The event was a mini festival of practical tech demos, project-sharing lightning talks, and two 'big picture' panels exploring questions around R&D with plenty of audience interaction. My panel was asking "What makes good digital R&D", and as an artist, digital creative and producer, I have various perspectives on the subject.
R&D and innovation have proper economic meanings I wanted to be aware of. According to a definition I found somewhere, digital innovation requires:
1)A recognised need.
2)Competent people working with relevant technology.
3)Financial support.
It's another term for risk-taking, with the goal that at some point these experiments will pay off and the value of the output will be boosted beyond the cost. There are Government grants and tax credits available for R&D, not because anyone wants to reward work that is exploratory for its own sake, but purely because it might turn out to be an economic investment. This old-school 'innovation' is the muse of digital agencies producing extra-curricular creative technology products like educational tools or games. It might result in fun and challenging work, but make no mistake, the goal is to make more money for the agencies.

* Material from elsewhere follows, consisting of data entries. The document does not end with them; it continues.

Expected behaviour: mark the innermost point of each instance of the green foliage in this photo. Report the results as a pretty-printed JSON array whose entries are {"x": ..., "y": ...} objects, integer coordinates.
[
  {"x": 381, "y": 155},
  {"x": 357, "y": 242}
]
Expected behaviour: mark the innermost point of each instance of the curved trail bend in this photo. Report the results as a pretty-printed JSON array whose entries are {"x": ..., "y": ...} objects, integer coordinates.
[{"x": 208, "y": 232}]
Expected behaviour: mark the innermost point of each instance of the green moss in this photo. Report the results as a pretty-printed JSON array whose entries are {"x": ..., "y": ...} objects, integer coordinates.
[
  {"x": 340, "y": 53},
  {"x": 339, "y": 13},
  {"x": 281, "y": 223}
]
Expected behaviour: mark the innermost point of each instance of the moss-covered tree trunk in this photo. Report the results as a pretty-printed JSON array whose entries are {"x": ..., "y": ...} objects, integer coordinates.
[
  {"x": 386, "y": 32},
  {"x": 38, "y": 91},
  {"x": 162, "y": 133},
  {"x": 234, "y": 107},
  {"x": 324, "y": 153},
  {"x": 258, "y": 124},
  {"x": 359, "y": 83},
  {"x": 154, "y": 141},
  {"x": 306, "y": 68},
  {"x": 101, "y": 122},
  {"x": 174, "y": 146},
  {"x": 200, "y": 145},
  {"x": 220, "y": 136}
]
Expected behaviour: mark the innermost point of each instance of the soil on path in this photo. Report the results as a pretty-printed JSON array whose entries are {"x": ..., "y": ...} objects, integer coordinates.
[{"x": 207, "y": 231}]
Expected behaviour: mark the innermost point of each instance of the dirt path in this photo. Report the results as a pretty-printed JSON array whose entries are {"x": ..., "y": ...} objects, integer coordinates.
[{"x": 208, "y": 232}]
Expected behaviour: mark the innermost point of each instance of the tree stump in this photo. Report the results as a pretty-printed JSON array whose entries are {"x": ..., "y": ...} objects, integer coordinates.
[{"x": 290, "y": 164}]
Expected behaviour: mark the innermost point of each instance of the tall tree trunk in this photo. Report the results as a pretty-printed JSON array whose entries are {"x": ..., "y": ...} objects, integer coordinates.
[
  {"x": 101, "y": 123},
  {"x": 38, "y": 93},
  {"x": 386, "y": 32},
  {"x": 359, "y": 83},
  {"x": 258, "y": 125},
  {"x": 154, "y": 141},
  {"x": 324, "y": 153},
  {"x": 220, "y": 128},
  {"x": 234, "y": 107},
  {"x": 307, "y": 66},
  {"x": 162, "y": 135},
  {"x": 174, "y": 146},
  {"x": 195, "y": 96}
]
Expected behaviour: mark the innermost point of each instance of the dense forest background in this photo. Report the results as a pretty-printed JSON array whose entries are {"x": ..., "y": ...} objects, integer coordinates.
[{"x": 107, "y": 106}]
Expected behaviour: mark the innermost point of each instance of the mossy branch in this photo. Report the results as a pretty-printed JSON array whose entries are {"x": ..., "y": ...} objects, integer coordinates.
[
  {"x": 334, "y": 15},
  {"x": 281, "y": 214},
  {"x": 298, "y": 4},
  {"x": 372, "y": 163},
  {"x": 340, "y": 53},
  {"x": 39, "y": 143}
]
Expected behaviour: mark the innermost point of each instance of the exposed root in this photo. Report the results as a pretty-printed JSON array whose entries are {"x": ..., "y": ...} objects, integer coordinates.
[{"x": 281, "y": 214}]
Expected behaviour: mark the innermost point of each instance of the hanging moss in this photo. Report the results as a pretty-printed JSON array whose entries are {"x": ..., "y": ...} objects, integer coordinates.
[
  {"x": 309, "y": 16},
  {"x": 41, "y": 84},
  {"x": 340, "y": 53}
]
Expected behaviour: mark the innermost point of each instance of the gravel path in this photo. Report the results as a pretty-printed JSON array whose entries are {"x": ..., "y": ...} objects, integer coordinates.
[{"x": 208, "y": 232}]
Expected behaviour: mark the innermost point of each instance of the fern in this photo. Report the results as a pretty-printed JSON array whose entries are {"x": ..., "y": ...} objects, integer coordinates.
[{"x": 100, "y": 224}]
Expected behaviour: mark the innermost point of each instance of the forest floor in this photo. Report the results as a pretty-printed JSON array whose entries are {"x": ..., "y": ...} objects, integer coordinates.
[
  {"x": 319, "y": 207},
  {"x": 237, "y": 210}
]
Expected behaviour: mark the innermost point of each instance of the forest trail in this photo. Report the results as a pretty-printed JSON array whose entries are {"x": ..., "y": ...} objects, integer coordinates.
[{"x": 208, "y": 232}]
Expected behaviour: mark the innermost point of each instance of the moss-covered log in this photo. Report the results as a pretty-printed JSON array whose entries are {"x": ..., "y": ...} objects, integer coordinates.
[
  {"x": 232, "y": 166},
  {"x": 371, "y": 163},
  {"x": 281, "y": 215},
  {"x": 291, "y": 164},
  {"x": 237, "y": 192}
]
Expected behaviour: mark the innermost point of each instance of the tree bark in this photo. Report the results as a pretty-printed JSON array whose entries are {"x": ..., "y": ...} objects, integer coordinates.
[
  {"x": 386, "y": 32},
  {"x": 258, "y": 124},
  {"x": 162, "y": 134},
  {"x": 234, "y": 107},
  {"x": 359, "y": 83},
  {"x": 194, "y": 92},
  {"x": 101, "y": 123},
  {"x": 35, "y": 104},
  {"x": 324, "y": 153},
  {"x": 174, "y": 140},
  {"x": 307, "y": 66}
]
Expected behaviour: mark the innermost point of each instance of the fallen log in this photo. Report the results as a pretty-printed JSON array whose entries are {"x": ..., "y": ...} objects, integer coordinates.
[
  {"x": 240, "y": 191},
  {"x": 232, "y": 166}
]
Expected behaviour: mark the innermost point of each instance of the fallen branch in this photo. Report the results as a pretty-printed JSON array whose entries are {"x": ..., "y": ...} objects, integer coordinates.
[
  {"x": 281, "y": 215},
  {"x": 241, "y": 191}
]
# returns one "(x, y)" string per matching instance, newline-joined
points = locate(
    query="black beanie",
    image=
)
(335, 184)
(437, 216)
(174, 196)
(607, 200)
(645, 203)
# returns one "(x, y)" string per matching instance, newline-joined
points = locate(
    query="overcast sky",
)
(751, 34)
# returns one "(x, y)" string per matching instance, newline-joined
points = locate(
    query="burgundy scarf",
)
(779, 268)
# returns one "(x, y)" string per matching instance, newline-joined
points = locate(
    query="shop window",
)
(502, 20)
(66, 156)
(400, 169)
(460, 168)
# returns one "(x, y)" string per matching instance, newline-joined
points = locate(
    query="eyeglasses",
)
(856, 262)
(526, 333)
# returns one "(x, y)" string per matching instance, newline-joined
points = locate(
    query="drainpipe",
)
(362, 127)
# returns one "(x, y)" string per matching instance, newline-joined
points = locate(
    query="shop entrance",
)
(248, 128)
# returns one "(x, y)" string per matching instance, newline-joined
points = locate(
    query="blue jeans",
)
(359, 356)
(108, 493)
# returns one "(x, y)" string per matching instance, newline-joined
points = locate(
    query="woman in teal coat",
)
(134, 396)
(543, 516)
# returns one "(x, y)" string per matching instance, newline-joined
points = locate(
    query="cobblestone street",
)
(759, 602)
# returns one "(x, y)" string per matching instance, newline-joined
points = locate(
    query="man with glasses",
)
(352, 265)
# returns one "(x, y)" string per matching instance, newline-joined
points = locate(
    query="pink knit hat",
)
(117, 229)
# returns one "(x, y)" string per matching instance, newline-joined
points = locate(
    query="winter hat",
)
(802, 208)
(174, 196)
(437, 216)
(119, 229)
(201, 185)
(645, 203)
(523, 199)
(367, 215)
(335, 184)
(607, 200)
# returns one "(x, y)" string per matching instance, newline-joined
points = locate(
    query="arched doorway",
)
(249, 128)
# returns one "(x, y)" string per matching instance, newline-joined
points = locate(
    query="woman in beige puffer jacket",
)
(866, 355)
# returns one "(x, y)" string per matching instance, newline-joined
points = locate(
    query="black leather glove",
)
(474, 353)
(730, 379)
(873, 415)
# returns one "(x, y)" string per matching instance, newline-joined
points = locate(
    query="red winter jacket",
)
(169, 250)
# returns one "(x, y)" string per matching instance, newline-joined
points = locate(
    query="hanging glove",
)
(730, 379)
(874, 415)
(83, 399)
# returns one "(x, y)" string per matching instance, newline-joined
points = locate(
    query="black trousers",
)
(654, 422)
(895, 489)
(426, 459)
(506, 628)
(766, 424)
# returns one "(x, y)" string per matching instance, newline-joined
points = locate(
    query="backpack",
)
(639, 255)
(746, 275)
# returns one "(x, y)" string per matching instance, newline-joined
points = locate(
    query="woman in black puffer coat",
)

But there's another economy which does reward work which is exploratory in and of itself. "R&D in the arts" seems to be quite a new thing, inspired by the digital model, but not motivated by financial revenue. I worry about the arts taking on the mantle, because R&D and innovation are terms with such an overwhelming direction built in to them - a direction in favour of commercial digital products. No one ever asks what the problems are in digital which the arts might be able to solve. The arts are on the back foot. As I often say, why don't they have dancers-in-residence at Google?
We have a creative technology scene so wary of originality that it can list the 'innovations' it's after, right down to the technical parts
As an artist, I've been involved in a number of wonderful "R&D" projects centred on 'cultural change'. Many interesting things resulted, but none involved innovation in an economic sense and none brought about products. However, in a completely different sense, the mere existence of some of these programs was innovative. Sometimes just parachuting a technology person into an arts environment is surprising and challenging enough to count as a sort of artistic performance in its own right. The value is woolly, subjective, emotive and economically defiant - just like art.
The culture industry is great at discussing things forever; digital is great at whittling down definitions. It's both admirable and troubling that we in the arts don't know, or don't want to know what we mean by R&D. It's particularly difficult, because artistic or 'cultural change' projects are playing by similar rules to product development ones, often pitching for the same cash. But the game we're playing, and what we're getting out of it, is totally different. There may be no way of knowing any of the outcomes we're hoping for before we start. Perhaps, for artists, research projects are development projects. Perhaps we're all doing R&D whenever we get creative... or maybe none of us are!
I don't know anyone making a living through digital creative work alone. It talks and walks like industry, but who's making the money? If the answer is no one, then is the culture sector cargo-culting 'product R&D'? Understandable, but a bit futile. And of course, commercial digital has an interest in supporting things which aren't motivated by money. Who doesn't love a volunteer? This is one of the biggest un-interrogated problems with digital culture: the commercial interests are working the ethical angle.
One of the biggest problems with digital culture: the commercial interests are working the ethical angle.
For a scene that claims to want novelty and diversity, it is striking that all the digital artist call-outs at the moment look exactly the same. They all award bonus points for the same areas of interest: Internet of Things, Sensors, Wearables, Futures, Interaction, Disruption, and of course, Innovation. For all its jabber about storytelling and imagination, digital consistently values equipment and effects over ideas, mechanics over feeling, soundbites over nuance. We have a creative technology scene so wary of unimaginably original ideas that it can list the 'innovations' it's after, right down to the technical parts involved. The sums offered to any accommodating geniuses generally amount to little more than the minimum wage.
This latest rash of product-driven creative technology residencies feels like a reincarnation of the "Hackathons" of five years ago. Hack days were criticised for exploiting free labour, and while there at least seems to be some money this time around, it still has the whiff of an 'opportunity' - the feeling that someone is doing us a favour by letting us play; that we ought to be grateful. After all, we're not boosting economies fast by making art.
So are we valuable, or not? Do you want us here, or not?